Furthermore, the majority insists that the language of Rule 401 could easily be amended to effect the result reached by the Second District cases. 359 Ill. App. 3d at 283. Other than this assertion, the majority offers no proposed language. There simply is no way to amend the language of the rule without, in effect, eliminating all admonishments. This is because determining the right to counsel involves a retrospective examination of what occurred after the trial at sentencing.
The majority also seems to suggest that this case is distinguishable from People v. Scott because Supreme Court Rule 401 is being argued here and not there. Even if that were correct, Supreme Court Rule 401, in its present form, was in effect at the time People v. Scott was decided. The language in Supreme Court Rule 401 is no more or less mandatory than that contained in section 109 — 1(b)(2) or section 113 — 3(b) of the Code of Criminal Procedure of 1963 (725 ILCS 5/109—1(b)(2), 113—3(b) (West 2004)), which were also at issue in People v. Scott, People v. Scott, 68 Ill. 2d at 273. What about the plain language of those statutes? There is no logical reason to treat the statutes differently than Rule 401 unless one believes that Rule 401 came from above the tree line on Mt. Olympus while the statutes came from the foothills. Does the majority suggest that we “enforce” supreme court rules, but not statutes? Of course, there is no law to support the conclusion drawn by the majority that every violation of a supreme court rule requires reversal.
Furthermore, a reading of the appellate court decision in Scott shows that Supreme Court Rule 401 was argued in that case. People v. Scott, 36 Ill. App. 3d 304 (1976). I take judicial notice of the briefs on file in the Illinois Supreme Court showing that the issue was also briefed in the supreme court. In Scott, the defendant specifically argued that he had “not knowingly and intelligently waived his right to counsel because he had not been advised of that right as required by section 109 — 1(b)(2) and by Supreme Court Rule 401(a)(3).” People v. Scott, 36 Ill. App. 3d at 312. The dissenting justice in the appellate court took the position offered by the majority here. Scott, 36 Ill. App. 3d at 314 (Leighton, J., dissenting). The Scott majority, however, in an uncontrollable fit of both common sense and logic, ruled that if there was no right to counsel, waiver under Supreme Court Rule 401 could not be an issue. People v. Scott, 36 Ill. App. 3d at 314. In affirming, the supreme court did not discuss Rule 401; however, it obviously agreed with the appellate court and found that since defendant was not sentenced to incarceration, he was neither statutorily nor constitutionally entitled to have counsel present and, therefore, waiver could not be an issue. People v. Scott, 68 Ill. 2d at 274. That Rule 401 did not apply is implicit in the supreme court’s decision. Rule 401 addresses waiver.

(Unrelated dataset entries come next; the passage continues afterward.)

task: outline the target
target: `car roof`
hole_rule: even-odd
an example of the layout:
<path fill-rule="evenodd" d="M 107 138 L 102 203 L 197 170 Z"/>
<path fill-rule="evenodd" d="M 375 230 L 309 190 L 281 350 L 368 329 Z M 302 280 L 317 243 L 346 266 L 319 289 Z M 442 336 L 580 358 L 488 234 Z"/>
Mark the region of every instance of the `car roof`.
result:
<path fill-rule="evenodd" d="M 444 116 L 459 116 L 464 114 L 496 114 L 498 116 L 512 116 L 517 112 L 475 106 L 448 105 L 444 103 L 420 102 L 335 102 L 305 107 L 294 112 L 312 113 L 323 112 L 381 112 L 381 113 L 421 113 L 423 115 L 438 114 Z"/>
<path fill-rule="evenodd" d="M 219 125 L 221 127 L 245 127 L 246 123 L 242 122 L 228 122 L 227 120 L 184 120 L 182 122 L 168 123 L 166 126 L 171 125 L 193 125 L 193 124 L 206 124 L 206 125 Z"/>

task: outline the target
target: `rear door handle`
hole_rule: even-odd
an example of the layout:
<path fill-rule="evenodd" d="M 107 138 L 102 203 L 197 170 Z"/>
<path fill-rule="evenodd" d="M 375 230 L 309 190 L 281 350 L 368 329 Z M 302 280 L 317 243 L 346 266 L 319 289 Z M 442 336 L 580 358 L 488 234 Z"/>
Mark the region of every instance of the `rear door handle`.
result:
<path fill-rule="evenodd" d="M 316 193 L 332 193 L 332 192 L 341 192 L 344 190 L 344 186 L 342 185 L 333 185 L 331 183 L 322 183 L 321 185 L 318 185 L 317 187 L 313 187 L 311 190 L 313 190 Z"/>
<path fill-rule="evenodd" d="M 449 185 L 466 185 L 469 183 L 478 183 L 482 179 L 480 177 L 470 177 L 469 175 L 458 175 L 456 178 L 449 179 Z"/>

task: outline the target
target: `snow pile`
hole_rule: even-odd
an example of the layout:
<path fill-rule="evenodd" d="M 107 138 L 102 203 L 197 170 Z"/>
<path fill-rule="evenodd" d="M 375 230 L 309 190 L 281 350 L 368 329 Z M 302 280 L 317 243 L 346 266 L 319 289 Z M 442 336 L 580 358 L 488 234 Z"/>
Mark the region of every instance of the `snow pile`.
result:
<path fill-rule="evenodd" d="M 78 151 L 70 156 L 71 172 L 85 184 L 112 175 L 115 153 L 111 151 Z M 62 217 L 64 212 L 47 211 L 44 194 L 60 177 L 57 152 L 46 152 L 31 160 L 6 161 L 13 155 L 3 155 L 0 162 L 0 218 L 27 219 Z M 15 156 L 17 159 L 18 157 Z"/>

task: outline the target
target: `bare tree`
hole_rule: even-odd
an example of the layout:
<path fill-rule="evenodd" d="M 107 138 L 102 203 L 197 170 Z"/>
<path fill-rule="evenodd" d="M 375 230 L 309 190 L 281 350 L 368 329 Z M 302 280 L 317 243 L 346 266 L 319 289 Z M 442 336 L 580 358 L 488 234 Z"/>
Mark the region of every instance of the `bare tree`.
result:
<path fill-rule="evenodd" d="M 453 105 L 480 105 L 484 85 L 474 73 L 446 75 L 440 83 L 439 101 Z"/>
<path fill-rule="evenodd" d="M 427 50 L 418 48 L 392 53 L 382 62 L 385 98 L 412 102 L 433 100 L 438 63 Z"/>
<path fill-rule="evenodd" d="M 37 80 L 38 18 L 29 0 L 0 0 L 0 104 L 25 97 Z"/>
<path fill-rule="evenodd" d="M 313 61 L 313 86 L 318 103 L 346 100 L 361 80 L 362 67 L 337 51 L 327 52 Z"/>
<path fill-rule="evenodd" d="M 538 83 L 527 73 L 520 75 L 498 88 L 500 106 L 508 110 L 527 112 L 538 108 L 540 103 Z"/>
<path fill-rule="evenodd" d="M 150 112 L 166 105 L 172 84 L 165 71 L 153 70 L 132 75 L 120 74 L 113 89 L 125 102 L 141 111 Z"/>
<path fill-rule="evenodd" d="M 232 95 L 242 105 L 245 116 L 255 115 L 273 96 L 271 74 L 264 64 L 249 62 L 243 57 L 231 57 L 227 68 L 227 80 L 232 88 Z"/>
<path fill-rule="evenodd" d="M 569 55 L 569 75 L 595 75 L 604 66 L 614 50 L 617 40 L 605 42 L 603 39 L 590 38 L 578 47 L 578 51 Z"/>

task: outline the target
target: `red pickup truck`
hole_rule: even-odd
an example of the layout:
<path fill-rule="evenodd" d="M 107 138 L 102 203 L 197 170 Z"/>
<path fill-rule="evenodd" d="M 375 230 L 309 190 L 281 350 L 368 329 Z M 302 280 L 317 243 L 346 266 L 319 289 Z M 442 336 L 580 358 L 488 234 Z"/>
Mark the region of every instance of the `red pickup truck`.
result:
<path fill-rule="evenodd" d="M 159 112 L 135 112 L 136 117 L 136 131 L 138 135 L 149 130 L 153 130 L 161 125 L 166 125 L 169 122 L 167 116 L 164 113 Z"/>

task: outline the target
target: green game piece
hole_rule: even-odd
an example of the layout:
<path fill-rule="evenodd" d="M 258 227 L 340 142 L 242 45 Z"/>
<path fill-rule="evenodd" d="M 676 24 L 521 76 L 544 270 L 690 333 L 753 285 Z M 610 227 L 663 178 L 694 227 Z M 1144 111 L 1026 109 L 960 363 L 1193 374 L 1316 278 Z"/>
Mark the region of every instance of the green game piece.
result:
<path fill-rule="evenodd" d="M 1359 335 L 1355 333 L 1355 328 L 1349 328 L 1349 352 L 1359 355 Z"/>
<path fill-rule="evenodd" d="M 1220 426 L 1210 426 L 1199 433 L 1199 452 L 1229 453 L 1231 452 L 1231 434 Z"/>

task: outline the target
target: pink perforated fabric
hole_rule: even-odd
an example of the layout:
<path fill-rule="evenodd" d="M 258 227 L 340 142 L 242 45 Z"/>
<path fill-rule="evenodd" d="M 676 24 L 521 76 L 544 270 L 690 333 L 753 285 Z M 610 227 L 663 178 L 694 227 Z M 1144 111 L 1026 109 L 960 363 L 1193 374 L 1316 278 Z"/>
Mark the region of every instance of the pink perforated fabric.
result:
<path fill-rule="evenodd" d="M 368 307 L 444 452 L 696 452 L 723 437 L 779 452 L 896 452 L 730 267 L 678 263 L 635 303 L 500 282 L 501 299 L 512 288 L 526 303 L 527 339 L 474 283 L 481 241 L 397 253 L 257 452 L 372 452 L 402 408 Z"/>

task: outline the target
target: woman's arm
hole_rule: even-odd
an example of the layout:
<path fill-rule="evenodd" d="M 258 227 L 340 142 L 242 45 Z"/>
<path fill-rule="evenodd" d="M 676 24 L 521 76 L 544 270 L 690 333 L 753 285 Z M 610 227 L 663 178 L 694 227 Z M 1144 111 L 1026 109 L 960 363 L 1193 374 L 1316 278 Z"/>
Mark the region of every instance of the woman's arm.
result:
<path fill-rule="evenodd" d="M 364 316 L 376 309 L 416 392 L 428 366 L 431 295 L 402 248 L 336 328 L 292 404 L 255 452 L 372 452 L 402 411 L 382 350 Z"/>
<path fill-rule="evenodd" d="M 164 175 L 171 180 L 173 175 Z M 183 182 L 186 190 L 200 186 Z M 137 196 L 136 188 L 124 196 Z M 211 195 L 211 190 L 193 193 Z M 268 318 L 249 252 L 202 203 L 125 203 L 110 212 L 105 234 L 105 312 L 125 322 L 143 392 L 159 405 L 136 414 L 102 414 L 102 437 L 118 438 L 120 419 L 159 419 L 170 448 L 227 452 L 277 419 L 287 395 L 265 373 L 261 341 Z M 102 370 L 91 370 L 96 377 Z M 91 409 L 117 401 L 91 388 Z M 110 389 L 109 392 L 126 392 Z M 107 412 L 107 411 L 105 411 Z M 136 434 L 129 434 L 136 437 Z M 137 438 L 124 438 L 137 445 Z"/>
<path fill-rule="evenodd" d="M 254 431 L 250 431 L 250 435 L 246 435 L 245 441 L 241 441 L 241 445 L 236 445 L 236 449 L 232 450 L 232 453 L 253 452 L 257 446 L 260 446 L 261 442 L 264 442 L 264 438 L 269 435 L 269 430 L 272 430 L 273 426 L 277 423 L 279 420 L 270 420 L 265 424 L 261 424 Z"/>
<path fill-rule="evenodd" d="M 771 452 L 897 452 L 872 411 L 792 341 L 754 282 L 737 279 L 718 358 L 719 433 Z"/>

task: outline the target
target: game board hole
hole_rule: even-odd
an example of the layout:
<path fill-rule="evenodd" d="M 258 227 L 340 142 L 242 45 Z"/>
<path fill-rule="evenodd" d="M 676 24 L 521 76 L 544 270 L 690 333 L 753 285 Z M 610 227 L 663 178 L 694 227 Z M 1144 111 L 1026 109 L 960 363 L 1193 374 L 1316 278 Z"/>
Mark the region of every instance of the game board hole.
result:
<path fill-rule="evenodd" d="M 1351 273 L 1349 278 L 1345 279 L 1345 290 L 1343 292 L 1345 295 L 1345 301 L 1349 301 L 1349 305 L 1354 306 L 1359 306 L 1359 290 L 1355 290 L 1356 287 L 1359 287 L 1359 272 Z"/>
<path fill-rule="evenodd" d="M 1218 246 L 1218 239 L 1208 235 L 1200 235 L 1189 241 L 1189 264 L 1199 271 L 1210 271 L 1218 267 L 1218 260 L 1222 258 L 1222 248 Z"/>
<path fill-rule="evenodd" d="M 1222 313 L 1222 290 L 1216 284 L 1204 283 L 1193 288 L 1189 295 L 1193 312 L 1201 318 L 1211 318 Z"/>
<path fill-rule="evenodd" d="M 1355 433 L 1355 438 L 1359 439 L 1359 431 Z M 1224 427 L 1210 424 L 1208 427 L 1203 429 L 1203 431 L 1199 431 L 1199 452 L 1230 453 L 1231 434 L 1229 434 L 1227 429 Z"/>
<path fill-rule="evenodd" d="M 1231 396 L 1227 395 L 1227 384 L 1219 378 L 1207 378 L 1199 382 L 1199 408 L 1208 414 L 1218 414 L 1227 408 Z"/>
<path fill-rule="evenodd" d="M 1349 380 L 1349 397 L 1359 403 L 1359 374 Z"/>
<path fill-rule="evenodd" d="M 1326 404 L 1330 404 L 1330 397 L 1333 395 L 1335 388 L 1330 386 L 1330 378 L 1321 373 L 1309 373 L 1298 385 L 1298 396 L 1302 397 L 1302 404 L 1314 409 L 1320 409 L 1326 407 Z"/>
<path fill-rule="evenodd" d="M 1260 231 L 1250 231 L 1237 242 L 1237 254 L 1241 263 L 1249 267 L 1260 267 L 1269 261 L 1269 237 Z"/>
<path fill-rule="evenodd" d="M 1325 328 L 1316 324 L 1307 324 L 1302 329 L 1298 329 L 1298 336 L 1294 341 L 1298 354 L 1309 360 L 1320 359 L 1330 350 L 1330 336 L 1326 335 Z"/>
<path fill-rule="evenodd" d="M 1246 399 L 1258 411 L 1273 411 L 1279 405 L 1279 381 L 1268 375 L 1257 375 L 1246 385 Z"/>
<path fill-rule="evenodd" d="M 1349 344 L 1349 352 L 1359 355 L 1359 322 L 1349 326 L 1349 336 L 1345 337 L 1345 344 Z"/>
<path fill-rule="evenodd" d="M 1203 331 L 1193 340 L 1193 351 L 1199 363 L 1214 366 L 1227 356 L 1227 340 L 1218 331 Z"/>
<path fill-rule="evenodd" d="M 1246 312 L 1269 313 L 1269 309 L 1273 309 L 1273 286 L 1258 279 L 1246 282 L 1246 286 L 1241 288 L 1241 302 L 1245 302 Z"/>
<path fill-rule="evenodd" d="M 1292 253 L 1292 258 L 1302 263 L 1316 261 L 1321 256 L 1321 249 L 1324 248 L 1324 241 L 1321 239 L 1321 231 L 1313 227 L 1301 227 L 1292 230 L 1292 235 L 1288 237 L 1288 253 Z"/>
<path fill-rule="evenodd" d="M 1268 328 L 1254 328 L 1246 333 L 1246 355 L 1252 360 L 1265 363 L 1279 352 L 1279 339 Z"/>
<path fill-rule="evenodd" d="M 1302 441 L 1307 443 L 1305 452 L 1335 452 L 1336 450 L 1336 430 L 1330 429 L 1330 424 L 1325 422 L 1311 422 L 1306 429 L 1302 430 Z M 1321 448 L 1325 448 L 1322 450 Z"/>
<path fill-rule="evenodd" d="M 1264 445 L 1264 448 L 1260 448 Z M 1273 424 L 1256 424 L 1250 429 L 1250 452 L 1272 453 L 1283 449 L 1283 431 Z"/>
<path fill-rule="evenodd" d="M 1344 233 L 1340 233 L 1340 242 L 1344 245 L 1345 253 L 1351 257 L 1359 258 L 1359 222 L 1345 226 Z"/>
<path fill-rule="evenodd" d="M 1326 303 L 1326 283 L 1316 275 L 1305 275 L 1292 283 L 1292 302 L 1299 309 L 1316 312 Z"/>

This case is as much about the power of the appellate court as it is about the constitutional right to counsel. The appellate court of Illinois previously rejected the same arguments made by defendant/ appellant here, including the Supreme Court Rule 401(a) argument. People v. Scott, 36 Ill. App. 3d 304 (1976). The supreme court affirmed. People v. Scott, 68 Ill. 2d 269 (1977). The majority opinion here is no doubt driven by a not unreasonable personal belief that all defendants facing convictions of offenses which carry the possibility of jail time have the right to counsel. However, this position has been rejected by both the Illinois and the United States Supreme Courts. See, i.e., Argersinger v. Hamlin, 407 U.S. 25, 32 L. Ed. 2d 530, 92 S. Ct. 2006 (1972) (for an excellent discussion of both sides of the issue). Our supreme court can change the law whenever it chooses. We cannot. I therefore respectfully dissent.